Bug 234891

Summary: Compare Editor with High Contrast clips title
Product: [Eclipse Project] Platform Reporter: Chris Goldthorpe <cgold>
Component: TeamAssignee: Platform Team Inbox <platform-team-inbox>
Status: NEW --- QA Contact:
Severity: minor    
Priority: P3 CC: pawel.pogorzelski1, tomasz.zarna
Version: 3.4   
Target Milestone: ---   
Hardware: PC   
OS: Linux   
Whiteboard:
Attachments:
Description Flags
Screenshot none

Description Chris Goldthorpe CLA 2008-05-30 13:25:37 EDT
I20080526-2000

On RHEL I set the application font size to 28, which is the same as is used by some high contrast themes. There is clipping of text in the title area of the compare editor, see screenshot.
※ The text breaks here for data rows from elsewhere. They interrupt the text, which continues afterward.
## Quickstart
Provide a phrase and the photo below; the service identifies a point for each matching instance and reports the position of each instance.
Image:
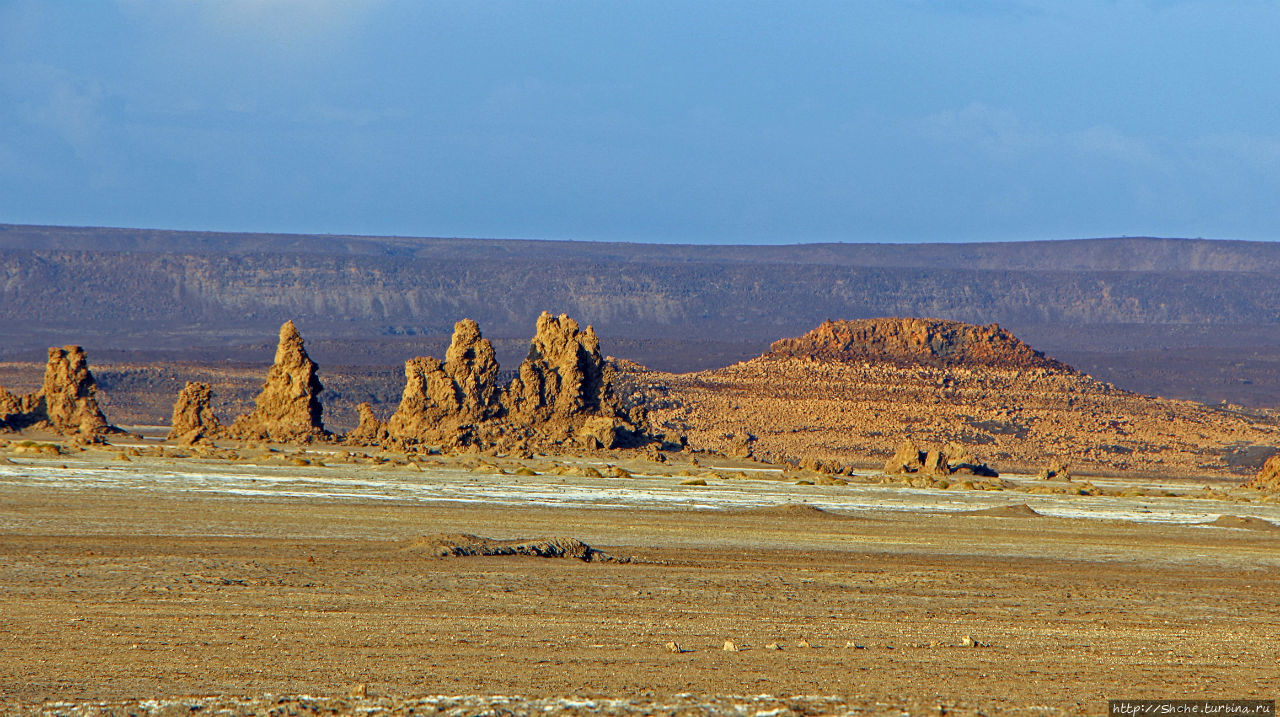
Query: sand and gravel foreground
(210, 603)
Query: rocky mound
(193, 418)
(562, 394)
(461, 544)
(931, 342)
(65, 403)
(1019, 510)
(288, 407)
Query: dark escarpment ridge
(1148, 314)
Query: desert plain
(146, 579)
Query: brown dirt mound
(1243, 521)
(462, 544)
(794, 510)
(933, 342)
(1020, 510)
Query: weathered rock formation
(65, 403)
(1057, 470)
(932, 342)
(193, 418)
(565, 387)
(906, 459)
(562, 393)
(1269, 476)
(444, 401)
(288, 407)
(951, 459)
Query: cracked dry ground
(112, 596)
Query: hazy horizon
(657, 122)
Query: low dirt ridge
(1015, 411)
(929, 342)
(462, 544)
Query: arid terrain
(152, 579)
(1184, 319)
(488, 530)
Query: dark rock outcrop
(1267, 476)
(951, 459)
(193, 418)
(288, 409)
(933, 342)
(65, 403)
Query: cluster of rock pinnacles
(65, 403)
(562, 394)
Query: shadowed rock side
(932, 342)
(193, 418)
(370, 432)
(562, 394)
(952, 459)
(288, 407)
(65, 403)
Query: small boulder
(906, 459)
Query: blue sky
(702, 120)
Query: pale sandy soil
(117, 593)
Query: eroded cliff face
(193, 418)
(929, 342)
(562, 394)
(65, 403)
(288, 409)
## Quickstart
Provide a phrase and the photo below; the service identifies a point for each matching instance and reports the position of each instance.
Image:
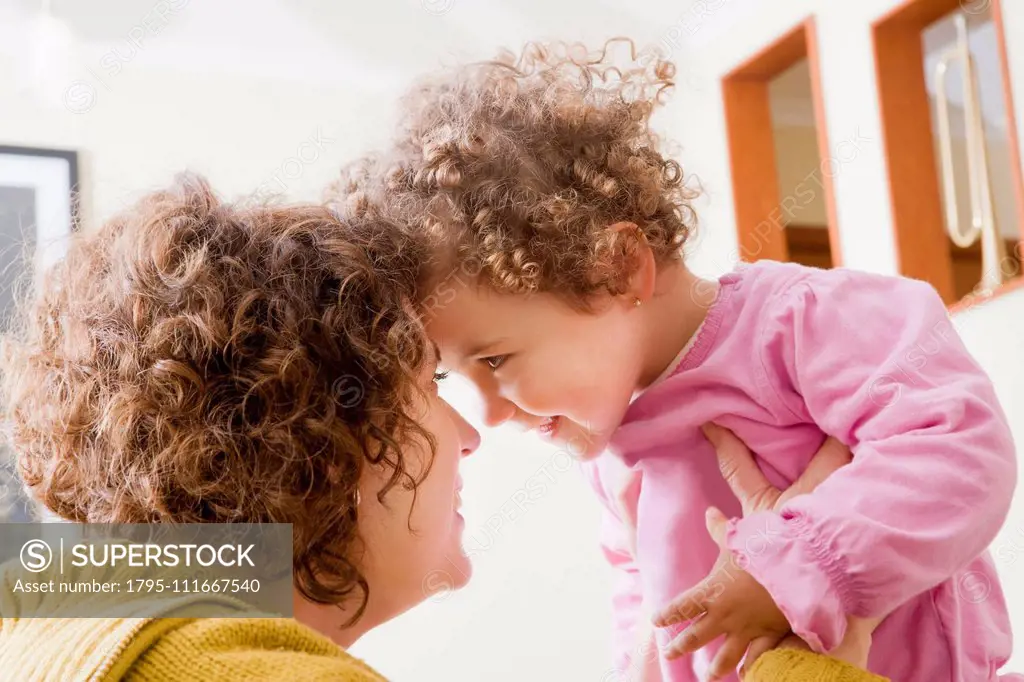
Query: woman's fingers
(830, 457)
(695, 636)
(740, 471)
(727, 658)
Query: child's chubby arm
(876, 363)
(617, 488)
Comment 1 Chris Goldthorpe CLA 2008-05-30 13:26:16 EDT
Created attachment 102910 [details]
Screenshot
Comment 2 Tomasz Zarna CLA 2008-06-02 04:42:25 EDT
Chris, do you remember which font size you changed? I went on "General > Appearance > Colors and Font" and tried most of them, but didn't get anything similar to the thing you have. I did this on both Windows and Linux-GTK.
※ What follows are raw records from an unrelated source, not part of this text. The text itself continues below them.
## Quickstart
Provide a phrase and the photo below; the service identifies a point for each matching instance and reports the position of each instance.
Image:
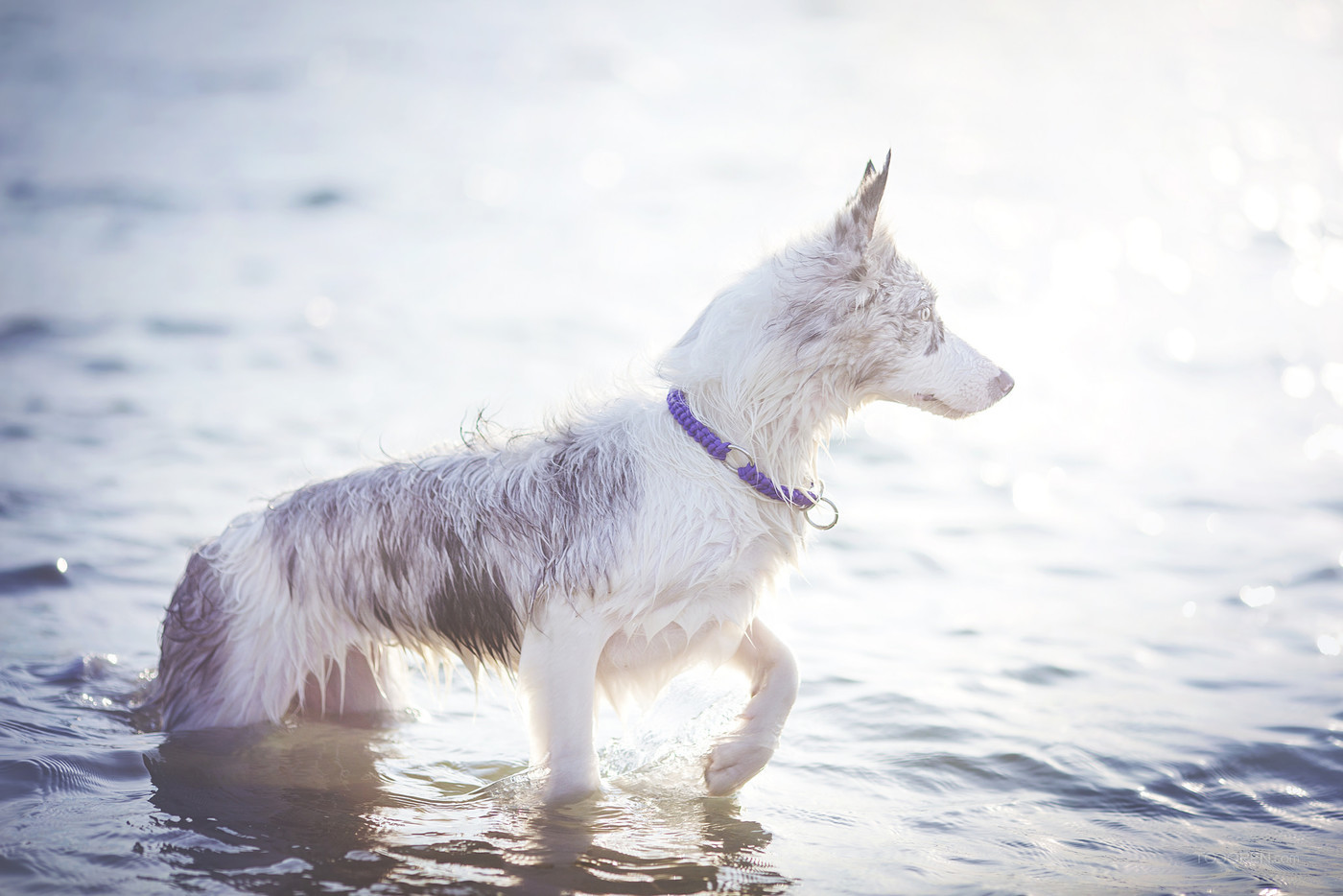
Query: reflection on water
(308, 809)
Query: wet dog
(600, 557)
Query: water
(1090, 641)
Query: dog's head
(843, 316)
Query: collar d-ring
(835, 520)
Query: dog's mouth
(930, 402)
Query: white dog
(603, 556)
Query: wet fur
(604, 555)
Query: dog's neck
(782, 426)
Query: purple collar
(719, 450)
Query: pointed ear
(859, 219)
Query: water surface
(1085, 643)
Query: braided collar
(720, 450)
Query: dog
(597, 559)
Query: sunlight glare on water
(1087, 641)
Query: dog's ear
(856, 224)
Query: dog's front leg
(557, 680)
(774, 687)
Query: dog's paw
(734, 764)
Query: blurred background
(1088, 638)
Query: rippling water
(1088, 641)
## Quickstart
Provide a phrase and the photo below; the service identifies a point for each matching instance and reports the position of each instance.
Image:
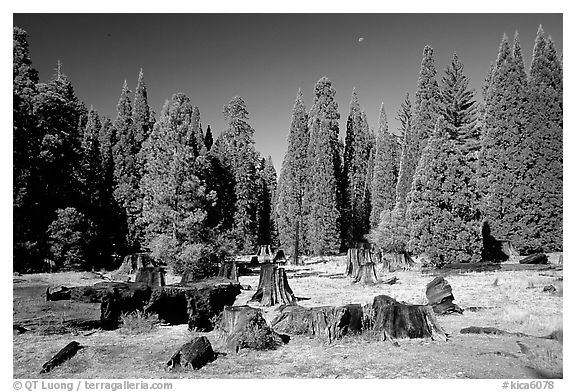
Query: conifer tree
(426, 111)
(292, 183)
(543, 178)
(323, 198)
(126, 173)
(208, 139)
(503, 155)
(458, 105)
(385, 171)
(442, 214)
(356, 156)
(235, 148)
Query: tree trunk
(273, 287)
(63, 355)
(244, 327)
(397, 320)
(440, 297)
(538, 258)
Comment 3 Chris Goldthorpe CLA 2008-06-02 19:43:53 EDT
Yes, I changed the font called "Application". I'm using the IBM open client which is based on RHEL5. I see some clipping on Windows also in High Contrast mode.
Comment 4 Pawel Pogorzelski CLA 2008-10-09 09:42:47 EDT
I think in Windows this font is controlled by OS and you cannot override it in Eclipse preferences. But enabling High Contrast like Chris wrote makes the problem appears.
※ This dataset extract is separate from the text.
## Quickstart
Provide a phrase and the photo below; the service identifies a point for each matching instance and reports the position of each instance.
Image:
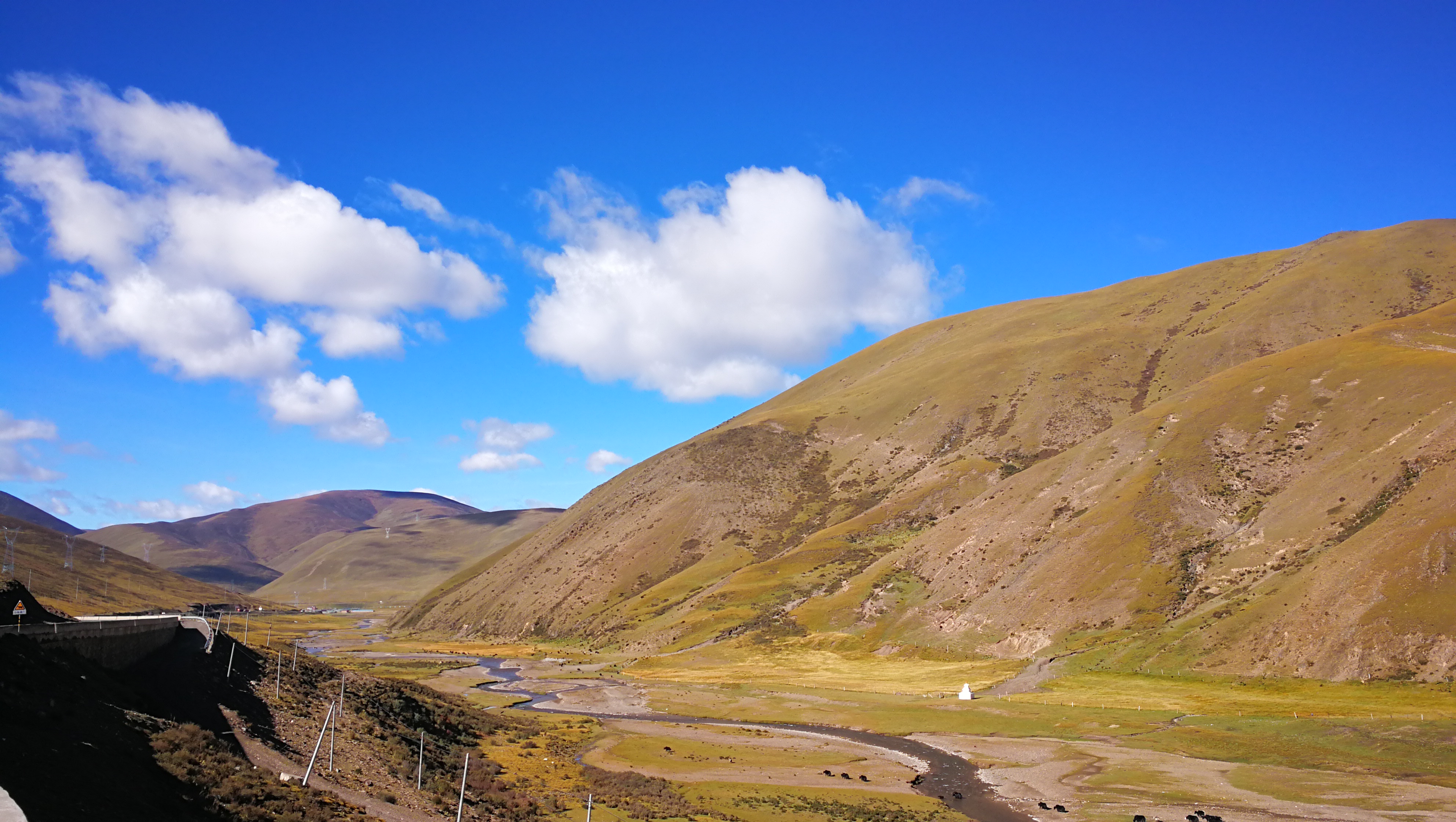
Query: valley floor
(1241, 750)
Comment 5 Eclipse Webmaster CLA 2019-09-06 16:07:59 EDT
This bug hasn't had any activity in quite some time. Maybe the problem got resolved, was a duplicate of something else, or became less pressing for some reason - or maybe it's still relevant but just hasn't been looked at yet.

If you have further information on the current state of the bug, please add it. The information can be, for example, that the problem still occurs, that you still want the feature, that more information is needed, or that the bug is (for whatever reason) no longer relevant.